Bianca de Blok via Creative Commons

…and Ellie groaned against the quickening contractions.

“It’s funny, right?” Barry said. “In labor on Labor Day.”

“Right,” Ellie said, “hilarious.” And it was funny, in its own predictable way.

But the hospital parking lot was full. The admissions desk drowned in scared and angry women, all suffering from violent wrenches of pain in their lower abdomens.

“It’s not possible,” Ellie heard the sweating receptionist say.

A doctor squeezed past and climbed on a table. “How many of you are actually pregnant?” His words quieted the crowd.

Only Ellie raised her hand.

“Okay, we’ll start with you.”

Rook

Mingo Hagen via Creative Commons

Her mask was made from the head-bones of an aurochs and she ran. Each footfall landed in a violent clatter, the assault of her soles on earth sending the pouches and hanging weapons from criss-crossed belts and harnesses colliding, rebounding off each other. This was no stealthy flight.

Ridgen Village perched at the edge of the great gorge, squatting there as though trying to defecate into the chasm.
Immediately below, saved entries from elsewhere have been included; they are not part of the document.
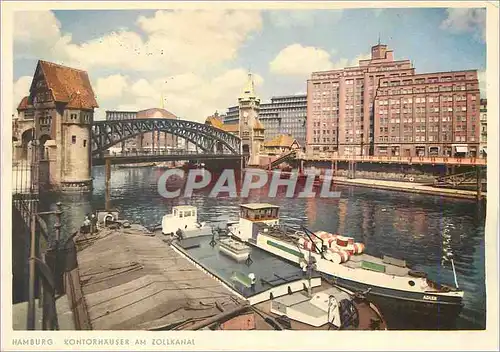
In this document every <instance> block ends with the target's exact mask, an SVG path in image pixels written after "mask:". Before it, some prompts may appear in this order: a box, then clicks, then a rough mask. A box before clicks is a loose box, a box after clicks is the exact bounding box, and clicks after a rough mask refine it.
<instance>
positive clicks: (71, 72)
mask: <svg viewBox="0 0 500 352" xmlns="http://www.w3.org/2000/svg"><path fill="white" fill-rule="evenodd" d="M27 99H28V102H27V103H28V105H31V106H32V107H33V110H34V133H35V138H36V140H38V143H39V145H40V148H41V156H42V157H41V161H40V173H41V174H42V173H43V174H46V177H47V179H48V183H49V184H50V186H51V187H52V188H53V189H56V190H61V191H77V192H88V191H90V190H91V189H92V159H91V158H92V156H91V148H92V147H91V145H92V141H91V127H92V123H93V120H94V108H96V107H98V105H97V102H96V99H95V96H94V92H93V90H92V87H91V84H90V80H89V77H88V75H87V72H85V71H81V70H77V69H74V68H70V67H66V66H61V65H57V64H54V63H50V62H46V61H39V62H38V65H37V67H36V70H35V74H34V76H33V81H32V83H31V87H30V93H29V96H28V98H27ZM41 178H42V177H41Z"/></svg>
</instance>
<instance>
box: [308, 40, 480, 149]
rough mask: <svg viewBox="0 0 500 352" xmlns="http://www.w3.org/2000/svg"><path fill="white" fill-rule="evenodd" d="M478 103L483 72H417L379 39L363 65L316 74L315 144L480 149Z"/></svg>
mask: <svg viewBox="0 0 500 352" xmlns="http://www.w3.org/2000/svg"><path fill="white" fill-rule="evenodd" d="M429 99H430V100H429ZM450 99H451V100H450ZM375 100H377V104H374V101H375ZM417 100H418V103H417ZM385 104H388V105H387V106H386V105H385ZM398 104H399V107H397V106H398ZM478 104H479V90H478V80H477V72H476V71H459V72H447V73H431V74H419V75H416V74H415V69H414V68H413V65H412V63H411V62H410V60H408V59H404V60H394V53H393V51H392V50H389V49H388V48H387V45H383V44H380V43H379V44H377V45H375V46H373V47H372V49H371V58H370V59H368V60H360V61H359V65H358V66H356V67H346V68H344V69H339V70H331V71H324V72H314V73H312V76H311V79H310V80H308V82H307V139H306V140H307V150H308V152H312V153H314V152H319V151H329V152H337V153H338V154H339V155H345V156H347V155H407V156H415V155H423V156H429V155H441V156H442V155H455V154H456V153H458V154H459V155H475V154H477V150H478V142H479V116H478V111H479V105H478ZM431 109H432V110H431ZM436 109H437V110H436ZM443 109H446V111H445V110H443ZM450 109H451V110H450ZM458 109H459V110H458ZM448 119H449V120H448ZM438 120H439V124H438ZM441 134H442V136H441ZM405 142H406V143H405ZM402 143H404V144H405V146H404V147H403V146H402ZM445 145H446V147H445ZM431 147H432V148H431ZM436 147H437V148H436Z"/></svg>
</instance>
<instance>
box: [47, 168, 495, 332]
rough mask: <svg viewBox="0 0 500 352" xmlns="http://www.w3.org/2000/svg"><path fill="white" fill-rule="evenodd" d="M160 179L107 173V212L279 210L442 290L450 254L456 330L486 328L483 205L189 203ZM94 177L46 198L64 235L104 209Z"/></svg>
mask: <svg viewBox="0 0 500 352" xmlns="http://www.w3.org/2000/svg"><path fill="white" fill-rule="evenodd" d="M163 172H164V170H163V169H158V168H147V167H146V168H129V169H126V168H121V169H120V168H113V170H112V178H111V206H112V207H113V208H116V209H118V210H120V211H121V214H122V217H123V218H127V219H129V220H131V221H134V222H138V223H142V224H143V225H146V226H151V225H156V224H159V223H160V222H161V218H162V216H163V215H165V214H166V213H170V211H171V209H172V206H173V205H177V204H190V205H195V206H196V207H198V213H199V220H200V221H207V222H214V221H220V220H227V219H237V217H238V206H239V204H241V203H247V202H268V203H273V204H278V205H280V206H281V221H282V222H286V223H288V224H292V225H298V226H300V225H304V226H307V227H308V228H310V229H312V230H325V231H328V232H331V233H339V234H345V235H347V236H352V237H354V238H355V239H356V241H360V242H364V243H365V245H366V252H367V253H368V254H371V255H375V256H382V255H389V256H393V257H396V258H401V259H405V260H406V261H407V262H408V263H409V264H410V265H412V267H413V268H414V269H416V270H418V271H425V272H427V273H428V274H429V277H430V278H431V279H434V280H436V281H438V282H443V283H448V284H453V283H454V277H453V271H452V268H451V264H450V263H449V262H443V259H442V258H443V256H444V255H445V253H453V255H454V261H455V267H456V272H457V278H458V284H459V285H460V287H461V288H462V289H463V290H464V291H465V297H464V304H465V305H464V309H463V311H462V313H461V315H460V317H459V319H458V321H457V328H459V329H484V328H485V326H486V322H485V320H486V317H485V315H486V311H485V310H486V292H485V260H484V253H485V250H484V228H485V205H484V204H477V203H476V202H475V201H470V200H460V199H452V198H443V197H438V196H429V195H418V194H410V193H401V192H392V191H383V190H373V189H368V188H359V187H346V186H335V190H336V191H339V192H340V195H341V196H340V198H331V199H330V198H319V197H316V198H297V197H294V198H286V197H285V196H284V194H282V193H283V192H281V193H280V192H278V196H277V197H273V198H269V196H268V189H266V188H263V189H261V190H259V191H256V192H254V193H251V194H250V196H249V197H248V198H246V199H238V198H230V197H218V198H211V197H208V192H207V191H202V192H197V193H194V194H193V196H192V197H191V198H177V199H165V198H162V197H161V196H160V195H159V193H158V187H157V181H158V178H159V176H160V175H161V174H162V173H163ZM93 174H94V191H93V193H92V195H87V196H68V195H52V196H50V197H47V198H45V199H44V204H43V205H42V207H43V208H45V209H49V208H51V209H54V207H55V202H56V201H61V202H62V203H63V211H64V214H63V219H62V220H63V230H64V233H70V232H71V231H72V230H76V229H77V228H79V227H80V225H81V224H82V221H83V219H84V217H85V214H87V213H89V212H90V211H91V210H92V209H103V208H104V201H105V189H104V169H103V168H102V167H94V169H93ZM389 325H391V324H390V322H389ZM393 327H395V326H394V324H393Z"/></svg>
When the woman clanged and thudded her way into the muddy slums on Ridgen’s western outskirts, her pursuers were nowhere to be seen.

She paused at the rough sign driven into the sticky grey ground at the village’s limit. The words above the faded whitewash of an arrow, gesturing south, read, “Ridgen. Population 1,300. Bridge customers welcome. Gorge floor path.” Words came slowly to Fian; she relished the opportunity to catch her breath while she made sure she understood the sign’s meaning: the bridge lay ahead, through town; to the south, the long road through the canyon.